YŞ- Bir yolcu olarak kendi seyahatlerinizdeki gözlemlerinizle en beğendiğiniz havalimanları hangileri?
DD- Richard Rogers’ın Madrid Barajas’taki terminali sanıyorum. Çok net, basit ve anlaşılır planlamasının yanında, içinde yaratılan mekanlar, renk kullanımı, her noktasında dikkat çeken detayları ve mühendislik çözümleri ile gerçekten çok güzel bir bina.
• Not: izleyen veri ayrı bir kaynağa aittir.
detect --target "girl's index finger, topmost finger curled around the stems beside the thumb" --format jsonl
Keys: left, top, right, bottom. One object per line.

Beni en çok şaşırtan ise binayı ilk gördüğümde ben de uyandırdığı hissin mütevazılık olmasıydı. PİE Ben de Doha Havalimanı diyebilirim, sanatla iç içe geçmiş ferah ve kaliteli alanlar unutulmaz bir deneyim yaşatıyor. Bu arada henüz görme fırsatı yakalayamadığımız ama yıllardır en iyi terminal binası olma özelliğini koruyan Changi’den de bahsetmemek olmaz.
YŞ- Son olarak geleceğe dair hedefleriniz ve planlarınızdan söz eder misiniz?
DD&PİE Her şeyden önce son yıllarda yaşadığımız sel, orman yangını ve deprem gibi felaketlerden ülke olarak doğru dersler çıkartmış olmayı, inşaat sektörünün önemli aktörlerinden biri olarak biz mimarların bu konuda öncü rol üstlenmelerini, bunun yanında işvereninden kullanıcısını kadar diğer tüm aktörlerin talep karlıkları ile itici bir güç yaratmalarını ve toplumca iklim değişikliği ile mücadele ve sürdürülebilir kalkınma adına gerekenleri bir an önce hayata geçirmeyi diliyoruz. GMW MİMARLIK olarak hedefimiz de yaptığımız işlerle bu harekete etkin bir katkı sağlamaktır.